Он отвернулся и скрылся в полутьме ангара, за остовом полуразобранного аэроплана…
Шум моторов в небе поутих. Парад был завершен. Последние самолеты один за другим заходили на посадку и, пробежав по голому грунту взлетной полосы, выстраивались в ряд на свободном от автомобилей краю аэродрома…
— Вот он где! — услышал я голос Варвары. — Я уже думала объявить вас в розыск. Что ж, идем.
Я последовал за ней. Скоро мы оказались возле приземлившихся самолетов. Их даже можно было потрогать руками. Пилоты, кучками собравшись возле них, шумно здоровались с Варварой; она им отвечала, не задерживаясь; я шел с ней рядом, стараясь от нее не отставать, и помимо воли думал, кому из этих всех пилотов Варвара могла бы отдать предпочтение… Немного в стороне от прочих самолетов, ближе к выезду с поля в сторону дач, одиноко стоял совсем маленький, как будто снятый с детской карусели самолетик, похожий на жука-хруща с растопыренными крыльями. Возле него нас ждал Анатолий. Он влез в кабину, переместился в ней на левое сиденье и крикнул:
— Забирайся; чего ты ждешь?
Я оглянулся на Варвару. Она, легонько подтолкнув меня, дала понять, что Анатолий обращается ко мне. С волнением, которого не испытывал со времен детских каруселей, я послушно забрался в кабину, сел рядом с Анатолием, по его требованию закрыл дверцу и пристегнулся.

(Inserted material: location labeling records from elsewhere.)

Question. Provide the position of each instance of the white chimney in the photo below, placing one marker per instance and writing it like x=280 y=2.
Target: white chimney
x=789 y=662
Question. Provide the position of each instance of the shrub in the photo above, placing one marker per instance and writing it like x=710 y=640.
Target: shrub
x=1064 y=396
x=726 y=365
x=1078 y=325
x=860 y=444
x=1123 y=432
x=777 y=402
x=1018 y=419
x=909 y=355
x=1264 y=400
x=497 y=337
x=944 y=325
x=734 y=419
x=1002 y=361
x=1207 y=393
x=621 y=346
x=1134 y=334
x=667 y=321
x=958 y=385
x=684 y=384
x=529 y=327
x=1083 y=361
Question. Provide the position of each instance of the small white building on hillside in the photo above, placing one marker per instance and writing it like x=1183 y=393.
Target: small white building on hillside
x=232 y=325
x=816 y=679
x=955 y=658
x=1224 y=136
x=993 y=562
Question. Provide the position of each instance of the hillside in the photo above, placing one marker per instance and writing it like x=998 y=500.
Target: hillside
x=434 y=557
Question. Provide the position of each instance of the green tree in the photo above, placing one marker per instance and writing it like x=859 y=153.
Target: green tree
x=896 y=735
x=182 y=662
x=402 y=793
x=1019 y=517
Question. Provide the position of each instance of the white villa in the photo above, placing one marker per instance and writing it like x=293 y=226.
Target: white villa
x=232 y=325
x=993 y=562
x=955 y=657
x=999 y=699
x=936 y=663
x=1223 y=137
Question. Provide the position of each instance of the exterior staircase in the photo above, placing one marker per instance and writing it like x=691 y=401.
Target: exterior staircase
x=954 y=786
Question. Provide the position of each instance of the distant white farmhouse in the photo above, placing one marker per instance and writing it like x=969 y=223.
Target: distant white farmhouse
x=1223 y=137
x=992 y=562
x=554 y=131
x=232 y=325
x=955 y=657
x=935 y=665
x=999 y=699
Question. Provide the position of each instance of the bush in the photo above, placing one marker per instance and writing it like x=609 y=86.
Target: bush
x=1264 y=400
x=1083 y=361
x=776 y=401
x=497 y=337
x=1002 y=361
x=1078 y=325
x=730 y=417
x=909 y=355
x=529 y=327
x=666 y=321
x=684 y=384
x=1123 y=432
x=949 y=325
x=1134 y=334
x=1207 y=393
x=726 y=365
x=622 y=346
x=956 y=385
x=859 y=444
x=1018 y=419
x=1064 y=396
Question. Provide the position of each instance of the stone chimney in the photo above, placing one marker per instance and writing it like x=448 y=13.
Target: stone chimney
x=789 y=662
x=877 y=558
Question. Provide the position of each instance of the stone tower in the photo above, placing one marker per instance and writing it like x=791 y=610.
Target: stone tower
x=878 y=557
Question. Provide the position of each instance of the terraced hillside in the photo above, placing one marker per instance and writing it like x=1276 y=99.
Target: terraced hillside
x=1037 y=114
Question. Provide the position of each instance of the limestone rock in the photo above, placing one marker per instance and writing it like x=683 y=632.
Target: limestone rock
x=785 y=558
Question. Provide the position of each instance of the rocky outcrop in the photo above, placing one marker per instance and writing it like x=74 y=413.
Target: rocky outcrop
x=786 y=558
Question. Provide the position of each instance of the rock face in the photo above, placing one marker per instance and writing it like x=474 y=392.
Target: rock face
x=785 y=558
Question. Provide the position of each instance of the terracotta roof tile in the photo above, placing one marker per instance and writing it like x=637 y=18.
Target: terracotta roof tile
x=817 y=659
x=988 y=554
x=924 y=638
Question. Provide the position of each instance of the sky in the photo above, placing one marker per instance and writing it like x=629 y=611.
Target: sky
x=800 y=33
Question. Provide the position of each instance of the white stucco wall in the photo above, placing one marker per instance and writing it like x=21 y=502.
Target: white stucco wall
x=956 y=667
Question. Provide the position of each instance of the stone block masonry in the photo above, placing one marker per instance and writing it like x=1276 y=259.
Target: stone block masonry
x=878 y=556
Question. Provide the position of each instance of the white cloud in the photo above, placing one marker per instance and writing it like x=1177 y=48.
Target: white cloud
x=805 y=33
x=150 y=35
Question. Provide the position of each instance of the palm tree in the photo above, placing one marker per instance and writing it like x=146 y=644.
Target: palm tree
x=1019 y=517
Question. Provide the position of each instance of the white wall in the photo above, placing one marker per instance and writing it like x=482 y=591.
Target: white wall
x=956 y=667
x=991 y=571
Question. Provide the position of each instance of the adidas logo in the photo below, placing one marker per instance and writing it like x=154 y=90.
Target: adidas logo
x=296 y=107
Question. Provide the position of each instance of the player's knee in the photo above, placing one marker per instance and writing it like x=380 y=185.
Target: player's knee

Передо мной, почти между моих коленей, торчала ручка управления. Точно такая же торчала перед коленями Анатолия. Я догадался: он инструктор, и в подтверждение моей догадки Анатолий принялся меня учить:
— Перед собой ты видишь ручку управления. Можешь потянуть ее на себя, но не резко.
Я послушно взялся за нее и потянул…
— Считай, что ты направил самолет вверх, чтобы набрать высоту… Теперь — от себя, вперед, не резко.
Я плавно толкнул ручку…
— Ты направил его вниз, — пояснил мне Анатолий… — Высоту он набирает медленно, тяжеловато, будто в гору, — а вниз скользит легко и быстро, как с горы.
— Гравитация, — заметил я на всякий случай.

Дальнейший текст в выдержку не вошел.